II- No conceito de danos de natureza não patrimonial inserem-se todos os prejuízos, como os desgostos morais e os vexames.
III- A gravidade do dano terá de ser aferida objectivamente e não com base em factores subjectivos e o dano tem de ter uma expressão que imponha a concessão de uma satisfação pecuniária ao lesado, no contexto da gravidade verificada.
IV- A reparação dos danos não patrimoniais visa, por uma vertente, reparar mais do que propriamente indemnizar e, por outra, é-lhe própria a essência de reprovar ou castigar no plano civilístico e com os meios próprios do direito privado a especificidade da conduta do agente.

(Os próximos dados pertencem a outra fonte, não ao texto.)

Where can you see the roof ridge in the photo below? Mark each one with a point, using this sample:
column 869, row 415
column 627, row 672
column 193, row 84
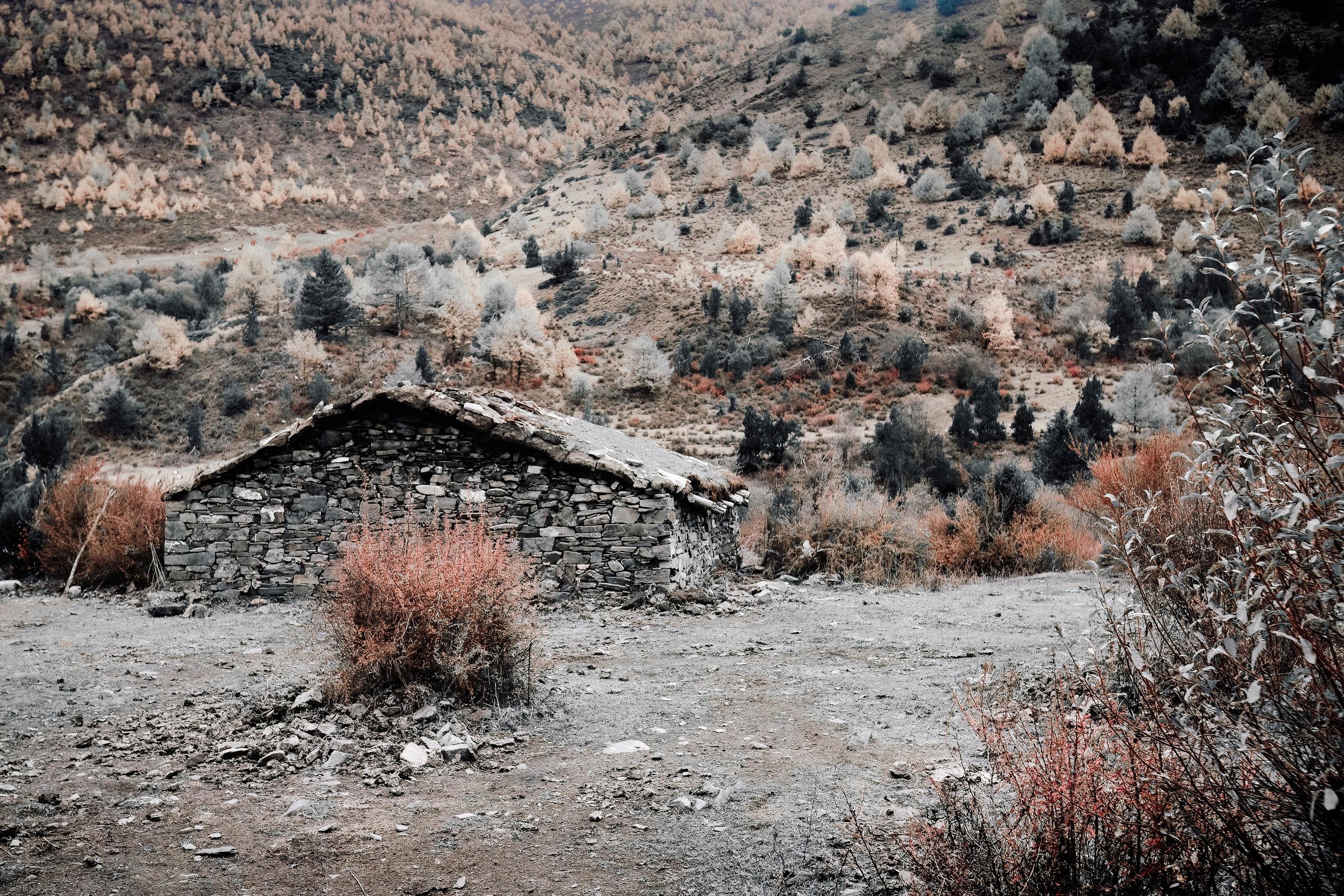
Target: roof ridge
column 566, row 440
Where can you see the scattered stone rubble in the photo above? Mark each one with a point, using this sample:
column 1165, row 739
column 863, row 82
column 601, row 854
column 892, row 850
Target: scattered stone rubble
column 605, row 515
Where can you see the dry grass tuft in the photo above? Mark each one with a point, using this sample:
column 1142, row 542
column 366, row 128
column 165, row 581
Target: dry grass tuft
column 431, row 605
column 122, row 549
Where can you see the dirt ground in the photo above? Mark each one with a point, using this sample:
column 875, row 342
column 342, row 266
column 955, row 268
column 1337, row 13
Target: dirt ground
column 771, row 718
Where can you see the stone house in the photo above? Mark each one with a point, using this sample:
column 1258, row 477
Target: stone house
column 605, row 515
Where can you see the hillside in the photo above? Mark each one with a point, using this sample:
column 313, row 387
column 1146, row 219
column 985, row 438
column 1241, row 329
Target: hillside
column 815, row 214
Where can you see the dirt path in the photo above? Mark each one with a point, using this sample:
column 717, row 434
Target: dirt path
column 769, row 719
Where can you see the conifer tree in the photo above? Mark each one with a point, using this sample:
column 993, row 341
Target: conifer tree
column 1058, row 461
column 424, row 366
column 325, row 301
column 1022, row 425
column 1092, row 417
column 963, row 426
column 531, row 251
column 987, row 404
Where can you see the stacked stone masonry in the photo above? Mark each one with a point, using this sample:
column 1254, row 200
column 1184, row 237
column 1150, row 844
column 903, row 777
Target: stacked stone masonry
column 272, row 526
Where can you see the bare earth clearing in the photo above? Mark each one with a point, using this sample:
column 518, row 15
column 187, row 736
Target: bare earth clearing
column 771, row 719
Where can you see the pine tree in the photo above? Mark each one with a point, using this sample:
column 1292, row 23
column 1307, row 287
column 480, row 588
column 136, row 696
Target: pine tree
column 424, row 364
column 195, row 420
column 713, row 303
column 765, row 440
column 1124, row 315
column 988, row 405
column 120, row 414
column 10, row 343
column 740, row 309
column 531, row 251
column 325, row 301
column 54, row 366
column 963, row 426
column 1022, row 425
column 210, row 292
column 1092, row 417
column 252, row 330
column 847, row 348
column 1058, row 461
column 682, row 359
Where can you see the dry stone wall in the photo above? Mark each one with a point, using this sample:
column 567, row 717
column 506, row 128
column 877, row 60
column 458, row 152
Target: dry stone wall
column 272, row 526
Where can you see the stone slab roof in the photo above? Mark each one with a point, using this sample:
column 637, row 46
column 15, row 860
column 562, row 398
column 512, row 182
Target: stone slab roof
column 564, row 438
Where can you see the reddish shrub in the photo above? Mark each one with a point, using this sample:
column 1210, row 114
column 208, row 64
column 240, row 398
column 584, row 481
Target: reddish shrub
column 1038, row 539
column 431, row 605
column 1073, row 802
column 124, row 546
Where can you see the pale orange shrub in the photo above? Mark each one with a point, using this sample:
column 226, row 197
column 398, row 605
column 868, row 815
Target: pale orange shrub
column 122, row 549
column 425, row 603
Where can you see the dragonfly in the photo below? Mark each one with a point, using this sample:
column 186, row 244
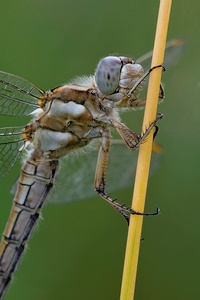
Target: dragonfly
column 66, row 119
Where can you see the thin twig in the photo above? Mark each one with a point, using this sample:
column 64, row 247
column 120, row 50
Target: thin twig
column 142, row 172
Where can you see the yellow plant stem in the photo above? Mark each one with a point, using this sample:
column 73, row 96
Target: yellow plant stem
column 142, row 172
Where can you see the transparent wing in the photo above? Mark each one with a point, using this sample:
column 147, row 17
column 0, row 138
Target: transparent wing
column 18, row 97
column 173, row 51
column 76, row 175
column 10, row 142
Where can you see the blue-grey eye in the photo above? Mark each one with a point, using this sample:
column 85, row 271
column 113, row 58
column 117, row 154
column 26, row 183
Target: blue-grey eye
column 107, row 74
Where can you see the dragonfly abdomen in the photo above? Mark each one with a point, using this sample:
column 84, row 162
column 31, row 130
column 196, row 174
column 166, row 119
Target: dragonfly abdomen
column 36, row 180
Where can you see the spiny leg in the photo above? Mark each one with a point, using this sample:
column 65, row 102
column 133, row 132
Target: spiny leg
column 133, row 140
column 100, row 179
column 130, row 100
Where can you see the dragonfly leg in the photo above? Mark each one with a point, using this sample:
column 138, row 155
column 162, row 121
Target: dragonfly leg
column 100, row 180
column 131, row 139
column 130, row 100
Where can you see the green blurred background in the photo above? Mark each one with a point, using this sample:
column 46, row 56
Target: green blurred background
column 77, row 252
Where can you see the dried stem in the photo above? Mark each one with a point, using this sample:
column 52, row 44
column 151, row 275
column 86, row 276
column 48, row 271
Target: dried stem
column 142, row 172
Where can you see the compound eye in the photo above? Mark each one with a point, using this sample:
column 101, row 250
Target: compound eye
column 107, row 74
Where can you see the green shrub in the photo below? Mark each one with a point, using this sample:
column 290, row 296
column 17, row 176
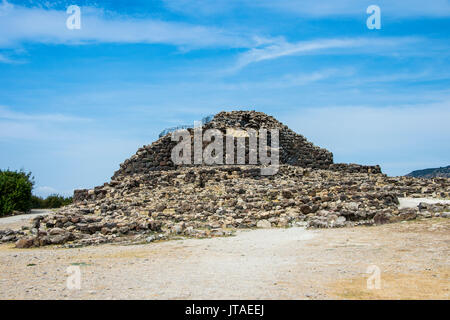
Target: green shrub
column 51, row 202
column 15, row 191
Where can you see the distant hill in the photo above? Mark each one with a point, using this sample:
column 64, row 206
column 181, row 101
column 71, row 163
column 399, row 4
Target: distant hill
column 443, row 172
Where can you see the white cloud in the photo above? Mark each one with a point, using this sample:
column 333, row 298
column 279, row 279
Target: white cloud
column 283, row 48
column 399, row 138
column 7, row 114
column 315, row 8
column 21, row 24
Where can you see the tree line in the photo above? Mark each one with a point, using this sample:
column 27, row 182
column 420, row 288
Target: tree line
column 16, row 194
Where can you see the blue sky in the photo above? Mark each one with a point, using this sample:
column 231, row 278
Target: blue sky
column 75, row 103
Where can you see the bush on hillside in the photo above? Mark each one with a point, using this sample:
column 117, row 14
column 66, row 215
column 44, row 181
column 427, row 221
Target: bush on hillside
column 51, row 202
column 15, row 191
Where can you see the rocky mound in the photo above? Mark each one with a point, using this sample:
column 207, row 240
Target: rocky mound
column 294, row 148
column 443, row 172
column 150, row 198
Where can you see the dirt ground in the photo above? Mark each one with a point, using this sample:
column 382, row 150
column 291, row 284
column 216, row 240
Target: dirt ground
column 411, row 259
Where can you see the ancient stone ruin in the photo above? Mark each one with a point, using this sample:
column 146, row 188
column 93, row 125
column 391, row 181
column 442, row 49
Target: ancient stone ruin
column 150, row 198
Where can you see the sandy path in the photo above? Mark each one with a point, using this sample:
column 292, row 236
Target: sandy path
column 414, row 202
column 259, row 264
column 15, row 222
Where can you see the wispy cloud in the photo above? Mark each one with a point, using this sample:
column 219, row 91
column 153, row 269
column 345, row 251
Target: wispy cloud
column 314, row 8
column 22, row 24
column 284, row 48
column 7, row 114
column 397, row 137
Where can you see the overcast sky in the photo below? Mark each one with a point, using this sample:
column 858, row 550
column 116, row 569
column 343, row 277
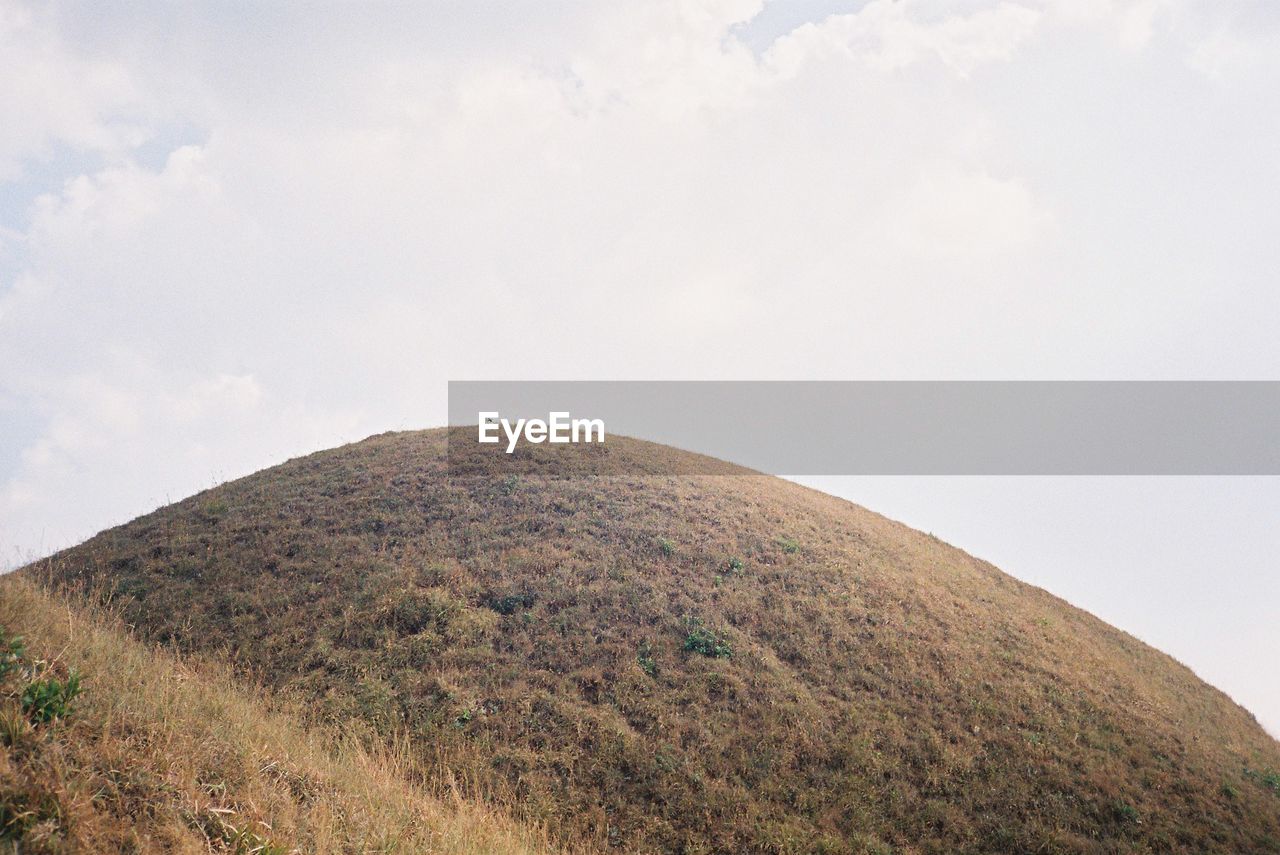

V- Apelidar um cidadão de "burro" implica uma ofensa assaz grave, mormente se esse cidadão detém a qualidade profissional e nobre de advogado.
VI- São as conclusões da alegação do recorrente que delimitam, em princípio, o âmbito e o objecto do recurso.
Tal não significa porém, que haja que apreciar todos os argumentos produzidos nessa alegação mas tão somente as "questões" suscitadas.